Curry can laugh at himself and gave the Kings and “A for effort” with the video.
Brooks who? Turns out Phoenix and Washington didn’t need a third team involved to get a trade done.
Phoenix gets a point guard, and the Wizards get a veteran presence in a trade that is straight up between the two: Trevor Ariza heads to Washington while Austin Rivers, Kelly Oubre are going to Phoenix, a story broken by Shams Charania of The Athletic and Adrian Wojnarowski of ESPN.
The struggling Wizards get a veteran presence in their locker room — something the team where players don’t like each other and it shows on the court could use.
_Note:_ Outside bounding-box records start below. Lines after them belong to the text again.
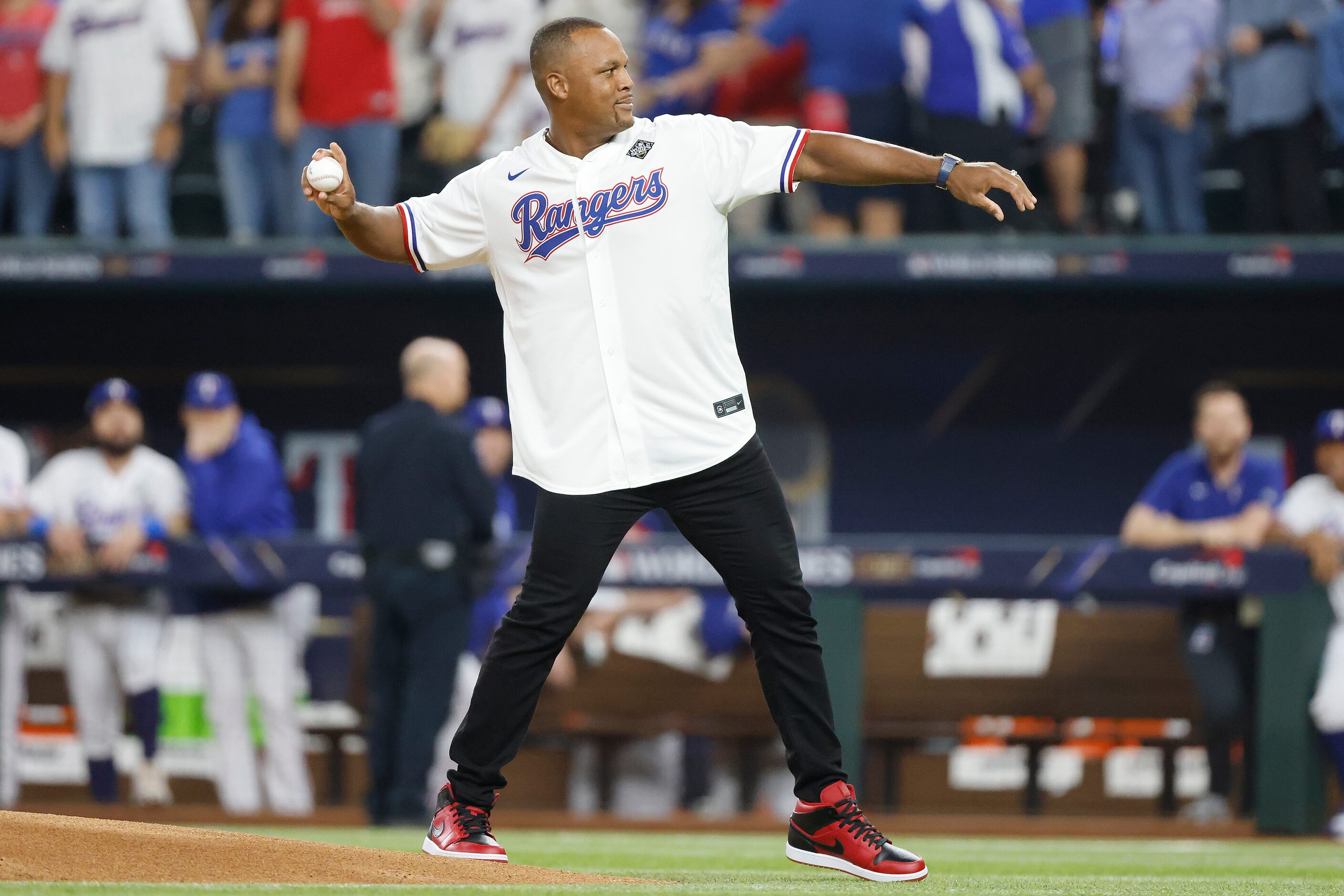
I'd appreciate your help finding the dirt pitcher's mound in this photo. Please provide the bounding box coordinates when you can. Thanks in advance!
[0,812,664,884]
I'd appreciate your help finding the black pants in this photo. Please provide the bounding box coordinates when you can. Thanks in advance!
[364,562,472,823]
[448,437,844,806]
[1237,114,1329,234]
[1180,599,1257,814]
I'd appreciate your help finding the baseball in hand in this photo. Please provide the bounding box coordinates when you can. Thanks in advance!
[308,156,345,193]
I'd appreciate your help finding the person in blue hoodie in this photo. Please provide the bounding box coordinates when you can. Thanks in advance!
[179,372,313,815]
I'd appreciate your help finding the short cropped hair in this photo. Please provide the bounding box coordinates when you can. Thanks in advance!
[527,16,606,79]
[1189,380,1246,414]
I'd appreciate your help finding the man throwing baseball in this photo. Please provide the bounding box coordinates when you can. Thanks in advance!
[302,19,1036,881]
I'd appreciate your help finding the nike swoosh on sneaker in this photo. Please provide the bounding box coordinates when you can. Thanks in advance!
[789,821,844,856]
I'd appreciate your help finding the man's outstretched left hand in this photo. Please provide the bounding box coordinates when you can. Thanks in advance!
[948,161,1036,220]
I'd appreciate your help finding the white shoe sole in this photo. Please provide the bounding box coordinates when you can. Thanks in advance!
[783,844,929,884]
[421,837,508,863]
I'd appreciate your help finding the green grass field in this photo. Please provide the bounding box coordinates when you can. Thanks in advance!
[0,827,1344,896]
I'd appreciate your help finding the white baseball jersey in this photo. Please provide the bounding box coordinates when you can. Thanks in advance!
[430,0,546,157]
[1277,473,1344,619]
[0,426,28,511]
[39,0,198,165]
[398,115,808,494]
[28,445,187,545]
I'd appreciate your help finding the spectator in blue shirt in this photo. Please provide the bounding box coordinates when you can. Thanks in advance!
[640,0,738,118]
[1120,381,1283,821]
[179,372,313,815]
[202,0,294,243]
[663,0,914,239]
[911,0,1055,231]
[1227,0,1332,234]
[1021,0,1095,231]
[1317,4,1344,144]
[1102,0,1219,234]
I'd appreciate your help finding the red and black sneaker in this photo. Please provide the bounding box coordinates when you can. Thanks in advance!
[783,781,929,881]
[421,784,508,863]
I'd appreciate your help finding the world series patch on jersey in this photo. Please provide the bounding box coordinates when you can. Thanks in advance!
[398,115,808,494]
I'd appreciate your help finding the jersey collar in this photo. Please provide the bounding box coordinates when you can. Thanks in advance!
[523,118,652,172]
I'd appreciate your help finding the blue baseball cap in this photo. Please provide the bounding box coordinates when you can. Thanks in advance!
[84,376,140,415]
[181,371,238,411]
[1316,408,1344,442]
[462,395,513,430]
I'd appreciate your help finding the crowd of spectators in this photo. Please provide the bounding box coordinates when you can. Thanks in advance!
[0,0,1344,246]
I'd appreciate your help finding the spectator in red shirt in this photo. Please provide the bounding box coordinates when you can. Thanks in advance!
[0,0,56,237]
[274,0,402,237]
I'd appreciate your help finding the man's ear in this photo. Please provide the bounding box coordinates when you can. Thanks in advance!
[546,71,570,101]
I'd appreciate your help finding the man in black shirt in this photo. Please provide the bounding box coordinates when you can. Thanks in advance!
[355,336,495,823]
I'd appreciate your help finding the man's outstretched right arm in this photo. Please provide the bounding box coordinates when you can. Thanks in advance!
[300,144,411,265]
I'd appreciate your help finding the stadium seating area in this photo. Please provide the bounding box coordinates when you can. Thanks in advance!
[0,0,1344,246]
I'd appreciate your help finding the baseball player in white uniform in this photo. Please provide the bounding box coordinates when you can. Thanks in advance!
[1273,410,1344,841]
[301,19,1035,881]
[0,426,28,809]
[28,379,187,803]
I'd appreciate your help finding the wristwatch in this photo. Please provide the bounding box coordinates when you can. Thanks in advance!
[934,152,961,189]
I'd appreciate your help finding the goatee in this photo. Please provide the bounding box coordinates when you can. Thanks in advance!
[93,438,140,459]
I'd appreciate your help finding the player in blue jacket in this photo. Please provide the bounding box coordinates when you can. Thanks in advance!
[179,372,313,815]
[1120,380,1283,822]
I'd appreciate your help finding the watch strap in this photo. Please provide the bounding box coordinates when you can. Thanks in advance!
[934,152,961,189]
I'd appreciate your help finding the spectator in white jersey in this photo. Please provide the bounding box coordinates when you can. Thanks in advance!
[41,0,196,246]
[430,0,546,160]
[0,426,28,809]
[1270,410,1344,841]
[28,379,187,803]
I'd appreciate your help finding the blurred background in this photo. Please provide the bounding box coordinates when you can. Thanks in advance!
[0,0,1344,833]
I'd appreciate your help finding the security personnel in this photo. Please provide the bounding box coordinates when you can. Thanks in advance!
[355,337,495,825]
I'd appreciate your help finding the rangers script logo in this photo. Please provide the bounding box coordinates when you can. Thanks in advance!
[513,168,668,262]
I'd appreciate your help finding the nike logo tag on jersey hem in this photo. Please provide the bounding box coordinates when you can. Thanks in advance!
[714,392,747,417]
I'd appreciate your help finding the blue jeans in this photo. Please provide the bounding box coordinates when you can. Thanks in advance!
[74,160,172,249]
[215,135,296,243]
[293,121,400,237]
[1120,109,1207,234]
[0,127,56,237]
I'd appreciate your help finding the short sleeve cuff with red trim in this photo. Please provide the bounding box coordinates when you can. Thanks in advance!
[780,127,812,193]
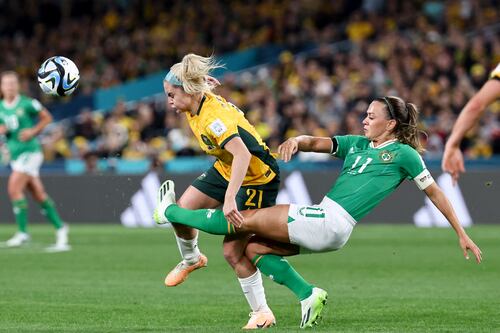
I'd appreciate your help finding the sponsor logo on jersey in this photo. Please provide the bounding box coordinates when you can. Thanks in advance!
[208,119,227,137]
[201,134,215,150]
[378,150,394,163]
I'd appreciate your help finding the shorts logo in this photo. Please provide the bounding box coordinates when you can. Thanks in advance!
[378,150,394,163]
[201,134,215,150]
[299,206,325,219]
[418,174,432,183]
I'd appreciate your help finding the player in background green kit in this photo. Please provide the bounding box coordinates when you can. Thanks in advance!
[0,71,70,252]
[154,96,482,327]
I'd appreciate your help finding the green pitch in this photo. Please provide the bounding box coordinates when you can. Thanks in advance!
[0,224,500,333]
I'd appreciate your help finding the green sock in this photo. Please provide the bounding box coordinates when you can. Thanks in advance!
[12,199,28,232]
[40,198,63,229]
[165,204,236,235]
[252,254,313,301]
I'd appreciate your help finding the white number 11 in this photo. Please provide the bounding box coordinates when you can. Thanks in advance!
[351,156,373,173]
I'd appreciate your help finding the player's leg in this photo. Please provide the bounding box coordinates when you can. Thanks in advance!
[223,234,276,329]
[165,186,220,287]
[154,180,290,243]
[246,236,328,328]
[27,176,70,251]
[228,177,279,329]
[6,169,30,247]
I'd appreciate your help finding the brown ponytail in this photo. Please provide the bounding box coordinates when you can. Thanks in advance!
[376,96,425,153]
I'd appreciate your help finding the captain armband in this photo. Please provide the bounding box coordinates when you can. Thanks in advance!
[413,169,434,191]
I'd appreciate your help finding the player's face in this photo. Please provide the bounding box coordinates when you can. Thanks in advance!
[0,74,19,98]
[163,81,193,113]
[363,101,395,141]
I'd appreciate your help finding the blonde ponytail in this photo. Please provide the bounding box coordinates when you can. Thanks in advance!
[170,53,223,95]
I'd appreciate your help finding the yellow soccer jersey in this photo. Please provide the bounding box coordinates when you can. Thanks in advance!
[490,63,500,80]
[186,94,279,186]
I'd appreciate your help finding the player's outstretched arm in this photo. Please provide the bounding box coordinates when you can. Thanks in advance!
[278,135,332,162]
[424,183,482,264]
[441,80,500,183]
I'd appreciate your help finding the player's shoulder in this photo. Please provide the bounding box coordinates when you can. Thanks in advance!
[199,94,235,123]
[199,94,225,119]
[335,134,370,148]
[490,63,500,80]
[393,141,421,161]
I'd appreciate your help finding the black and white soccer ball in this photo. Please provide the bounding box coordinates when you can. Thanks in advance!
[38,56,80,96]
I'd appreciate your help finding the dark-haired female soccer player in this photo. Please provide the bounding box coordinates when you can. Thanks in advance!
[154,96,481,327]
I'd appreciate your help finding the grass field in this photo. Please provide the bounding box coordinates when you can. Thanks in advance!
[0,224,500,332]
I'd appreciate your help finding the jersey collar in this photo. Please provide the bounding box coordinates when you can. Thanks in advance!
[370,139,398,149]
[196,95,207,116]
[2,95,21,109]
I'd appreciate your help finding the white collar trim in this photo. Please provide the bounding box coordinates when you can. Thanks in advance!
[370,139,398,149]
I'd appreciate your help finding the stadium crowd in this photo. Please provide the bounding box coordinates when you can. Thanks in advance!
[0,0,500,166]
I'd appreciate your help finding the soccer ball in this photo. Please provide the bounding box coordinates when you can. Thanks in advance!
[38,56,80,96]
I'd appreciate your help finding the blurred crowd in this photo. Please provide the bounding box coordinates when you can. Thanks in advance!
[0,0,500,165]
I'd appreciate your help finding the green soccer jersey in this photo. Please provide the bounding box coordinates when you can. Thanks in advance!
[326,135,434,221]
[0,95,43,160]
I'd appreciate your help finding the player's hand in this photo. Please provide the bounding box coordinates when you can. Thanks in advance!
[441,146,465,185]
[460,235,483,264]
[278,138,299,162]
[222,198,245,228]
[19,128,35,142]
[205,75,220,87]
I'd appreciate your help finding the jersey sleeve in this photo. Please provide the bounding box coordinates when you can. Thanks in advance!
[332,135,360,159]
[400,148,434,191]
[206,117,239,148]
[490,63,500,80]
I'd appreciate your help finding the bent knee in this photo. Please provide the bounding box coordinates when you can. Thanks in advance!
[223,243,244,266]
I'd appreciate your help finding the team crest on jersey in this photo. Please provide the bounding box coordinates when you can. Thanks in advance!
[201,134,215,150]
[378,150,394,163]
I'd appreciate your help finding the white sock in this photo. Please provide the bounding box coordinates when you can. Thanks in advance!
[238,270,271,312]
[175,235,200,265]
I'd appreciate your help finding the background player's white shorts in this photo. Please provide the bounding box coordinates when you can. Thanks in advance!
[10,151,43,177]
[288,197,356,253]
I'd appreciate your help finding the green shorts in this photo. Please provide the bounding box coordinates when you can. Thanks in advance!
[191,167,280,210]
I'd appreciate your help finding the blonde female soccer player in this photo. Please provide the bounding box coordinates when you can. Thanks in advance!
[155,96,481,327]
[441,63,500,183]
[163,54,279,329]
[0,71,70,251]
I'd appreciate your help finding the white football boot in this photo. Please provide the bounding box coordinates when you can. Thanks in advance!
[45,224,71,252]
[300,288,328,328]
[5,231,31,247]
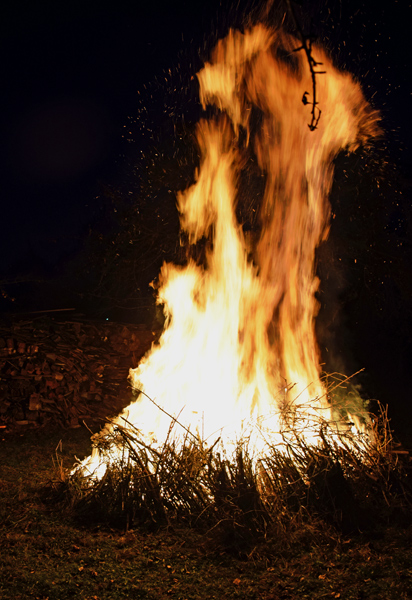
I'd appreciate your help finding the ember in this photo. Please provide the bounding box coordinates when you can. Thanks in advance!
[75,25,378,478]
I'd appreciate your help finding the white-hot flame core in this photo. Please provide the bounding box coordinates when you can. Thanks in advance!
[75,25,377,480]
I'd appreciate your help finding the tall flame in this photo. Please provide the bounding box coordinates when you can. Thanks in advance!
[77,25,377,478]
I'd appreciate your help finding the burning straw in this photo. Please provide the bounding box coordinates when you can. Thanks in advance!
[61,25,409,538]
[65,396,412,548]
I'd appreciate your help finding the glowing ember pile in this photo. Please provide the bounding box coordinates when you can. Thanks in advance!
[75,25,377,476]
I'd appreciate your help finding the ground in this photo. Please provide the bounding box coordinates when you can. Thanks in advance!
[0,428,412,600]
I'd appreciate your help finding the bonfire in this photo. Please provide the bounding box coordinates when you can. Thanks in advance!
[67,24,408,530]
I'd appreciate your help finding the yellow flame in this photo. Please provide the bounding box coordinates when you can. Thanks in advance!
[76,25,377,480]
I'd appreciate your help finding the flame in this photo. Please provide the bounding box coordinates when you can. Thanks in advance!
[75,25,377,474]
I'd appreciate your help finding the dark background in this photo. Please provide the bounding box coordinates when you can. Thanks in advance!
[0,0,412,432]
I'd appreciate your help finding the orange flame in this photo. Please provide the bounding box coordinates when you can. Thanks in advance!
[77,25,377,478]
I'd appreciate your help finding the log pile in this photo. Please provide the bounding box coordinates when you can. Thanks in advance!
[0,317,156,429]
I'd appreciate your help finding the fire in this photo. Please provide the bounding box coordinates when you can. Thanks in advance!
[76,25,377,475]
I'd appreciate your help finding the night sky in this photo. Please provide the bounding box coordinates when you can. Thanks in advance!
[0,0,412,436]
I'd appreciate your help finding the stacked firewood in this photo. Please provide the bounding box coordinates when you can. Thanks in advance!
[0,317,156,427]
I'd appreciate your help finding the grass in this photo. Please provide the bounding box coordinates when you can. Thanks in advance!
[0,418,412,600]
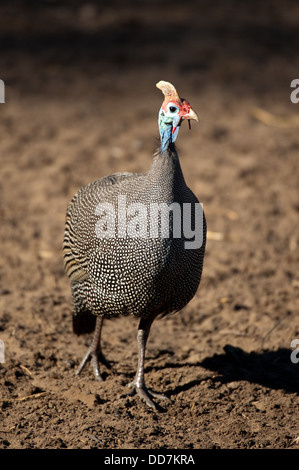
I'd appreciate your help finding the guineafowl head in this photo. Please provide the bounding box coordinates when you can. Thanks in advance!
[156,80,199,152]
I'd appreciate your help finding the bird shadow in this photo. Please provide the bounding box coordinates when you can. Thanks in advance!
[143,344,299,397]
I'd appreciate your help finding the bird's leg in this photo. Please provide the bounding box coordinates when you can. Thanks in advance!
[76,317,111,382]
[129,317,169,410]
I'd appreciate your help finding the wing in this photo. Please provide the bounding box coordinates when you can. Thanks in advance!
[63,173,142,281]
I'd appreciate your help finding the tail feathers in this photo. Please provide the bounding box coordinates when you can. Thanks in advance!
[73,310,97,335]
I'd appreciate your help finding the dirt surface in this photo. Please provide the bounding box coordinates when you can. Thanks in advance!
[0,0,299,449]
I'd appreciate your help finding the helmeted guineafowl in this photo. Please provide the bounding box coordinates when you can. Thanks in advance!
[63,81,206,409]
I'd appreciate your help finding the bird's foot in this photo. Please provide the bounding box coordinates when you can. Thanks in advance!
[76,347,112,382]
[128,380,170,411]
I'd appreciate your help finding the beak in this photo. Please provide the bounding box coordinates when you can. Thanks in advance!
[182,108,199,122]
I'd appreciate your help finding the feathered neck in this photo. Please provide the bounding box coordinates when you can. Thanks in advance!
[146,143,186,203]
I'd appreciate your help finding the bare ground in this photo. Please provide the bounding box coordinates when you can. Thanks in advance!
[0,1,299,449]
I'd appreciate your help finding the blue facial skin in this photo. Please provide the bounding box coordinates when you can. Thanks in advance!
[158,106,181,153]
Not that one move solves all those problems. Plus, Ariza brings a solid wing defensive and three-point shooting presence (36 percent) to the team (although he has struggled this season inside the arc). That said, there was a lot of trade value in Oubre and to get one player and no picks back in this trade — they would have gotten second rounders in the blown up Friday night deal — feels like the Wizards sold short. Washington also saves about $1.5 million in salary and luxury tax, but they need to add a 14th player to the roster in the next two weeks and even at the minimum that will eat into some of those savings.
Phoenix has desperately needed a point guard and now they got a rotation level one in Rivers, which is an upgrade for this team (whatever you think of Rivers). Plus the young Kelly Oubre fits better on the Suns’ timeline — with Devin Booker, Deandre Ayton and the rest — than the veteran Ariza, but the Suns are already deep on the wing. Oubre will be a restricted free agent next summer, by then the Suns should have a sense about him and if they want to keep him.